Poole, who is retiring at the end of March, said today he won't attend the central bank's Federal Open Market Committee meeting March 18.

As Poole spoke, the Fed in Washington released new estimates for consumer prices this year. Inflation, excluding food and energy, will run at 2 percent to 2.2 percent this year, compared with a range of 1.7 percent to 1.9 percent that the Fed projected in October.

Bernanke's Focus

Fed Chairman Ben S. Bernanke, appearing before the Senate Banking Committee last week, indicated that policy makers are prepared to lower interest rates further to revive the economy as banks make it tougher to borrow.

``Further cuts in the target federal funds rate may or may not be appropriate,'' Poole said, adding the decision would be shaped by economic data in the weeks before the next meeting on March 18.

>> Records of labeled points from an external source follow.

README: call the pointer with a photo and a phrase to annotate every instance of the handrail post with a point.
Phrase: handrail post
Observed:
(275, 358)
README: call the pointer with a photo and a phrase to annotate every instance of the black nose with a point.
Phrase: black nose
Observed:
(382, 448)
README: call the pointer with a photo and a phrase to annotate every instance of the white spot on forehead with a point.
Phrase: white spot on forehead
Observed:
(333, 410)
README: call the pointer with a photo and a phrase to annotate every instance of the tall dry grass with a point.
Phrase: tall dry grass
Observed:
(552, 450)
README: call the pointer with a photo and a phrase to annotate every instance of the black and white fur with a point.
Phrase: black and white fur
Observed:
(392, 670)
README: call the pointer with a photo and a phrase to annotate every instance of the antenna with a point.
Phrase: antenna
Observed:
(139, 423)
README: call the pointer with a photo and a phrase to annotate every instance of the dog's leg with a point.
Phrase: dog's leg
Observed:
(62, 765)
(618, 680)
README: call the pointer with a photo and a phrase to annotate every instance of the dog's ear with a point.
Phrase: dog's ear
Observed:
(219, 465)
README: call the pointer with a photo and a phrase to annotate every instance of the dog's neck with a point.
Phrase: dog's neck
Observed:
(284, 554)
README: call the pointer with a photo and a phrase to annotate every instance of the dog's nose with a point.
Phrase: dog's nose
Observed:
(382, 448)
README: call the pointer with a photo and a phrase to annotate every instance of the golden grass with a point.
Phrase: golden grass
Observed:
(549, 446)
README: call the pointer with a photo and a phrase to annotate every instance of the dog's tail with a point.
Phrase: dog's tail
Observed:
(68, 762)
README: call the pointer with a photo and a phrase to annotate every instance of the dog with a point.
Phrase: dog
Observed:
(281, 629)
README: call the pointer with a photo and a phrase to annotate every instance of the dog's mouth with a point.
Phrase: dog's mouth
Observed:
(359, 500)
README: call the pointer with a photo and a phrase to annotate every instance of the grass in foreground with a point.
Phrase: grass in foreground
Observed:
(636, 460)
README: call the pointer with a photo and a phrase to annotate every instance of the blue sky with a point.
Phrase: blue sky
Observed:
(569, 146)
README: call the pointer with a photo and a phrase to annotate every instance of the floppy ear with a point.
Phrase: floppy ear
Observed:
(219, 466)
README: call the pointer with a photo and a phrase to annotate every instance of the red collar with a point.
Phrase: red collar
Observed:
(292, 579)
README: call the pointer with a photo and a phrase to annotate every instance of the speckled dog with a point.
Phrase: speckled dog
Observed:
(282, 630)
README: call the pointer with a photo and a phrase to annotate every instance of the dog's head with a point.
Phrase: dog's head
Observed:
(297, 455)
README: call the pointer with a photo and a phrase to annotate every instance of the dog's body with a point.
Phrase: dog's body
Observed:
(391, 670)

``The U.S. economy today is limping along,'' Poole said. ``Some believe recession is at hand; others, and I include myself in this group, believe the economy will skirt recession.''

In response to questions from the audience about a weaker dollar, Poole said ``not only is it impossible to forecast exchange rate movements, we can't even understand them after the fact.'' Disruptions in financial markets will be ``handled in due course'' as banks raise capital, he said, though homebuilders in the U.S. are in the midst of a ``depression.''
It's not often a Fed official uses the "D" word.